A team of experts found that app-based treatment methods for depression can significantly ease symptoms of depression. Can this accessible method help the millions of people around the world who are suffering from the disorder?

Worldwide Depression

This year, the World Health Organization declared depression as the world's leading cause of illness and disability. In fact, the latest Global Burden of Disease study revealed major depression as one of the 10 leading causes of death in all but four countries worldwide.

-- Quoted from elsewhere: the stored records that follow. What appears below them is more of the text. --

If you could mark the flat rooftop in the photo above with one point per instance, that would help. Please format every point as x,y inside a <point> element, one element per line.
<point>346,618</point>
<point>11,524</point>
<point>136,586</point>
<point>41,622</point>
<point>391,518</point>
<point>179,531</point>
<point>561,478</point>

Depression is a condition that is often misunderstood, underrated and shrouded in stigma. As such, health organizations and even companies all over the world are continuous in educating the public and looking for ways to diagnose, help and treat people with the condition. From yoga and even sleep deprivation, experts are looking at all sorts of ways to ease depression symptoms.

App-Based Treatments

A new report is now confirming that app-based treatments are effective in easing the symptoms of depression. The team of researchers from Australia's National Institute of Complementary Medicine (NICM), The University of Manchester, Harvard Medical School, and the Black Dog Institute studied 18 randomized trials which examined 22 different smartphone-based mental health interventions and involved 3,414 participants aged 18-59 with conditions such as anxiety, bipolar disorder, insomnia, major depression, and mild to moderate depression.

Their main findings show that app-based treatments elicited positive effects on depressive symptoms, and could potentially be significant tools in mental health management. Specifically, the researchers found that the apps are best suited for individuals with mild to moderate depression. Further, apps which focus on mental health showed greater effects on depression outcomes compared with apps that focus on cognitive training.

Treatment Accessibility

By all means, researchers aren't implying that app-based treatments alone could replace traditional therapies and antidepressant medications, but the importance of their findings lies in having yet another tool that can help people around the world to somehow have quick and easy access to something that can help manage their mental health.

Further, with the array of mental health management apps already launched, their research can help to begin identifying which apps actually work, and which apps do not.

Lead author of the paper, Joseph Firth, of NICM describes the importance of these findings especially with regards to the unusual method's accessibility:

"Combined with the rapid technological advances in this area, these devices may ultimately be capable of providing instantly accessible and highly effective treatments for depression, reducing the societal and economic burden of this condition worldwide."

The study is published in the journal World Psychiatry.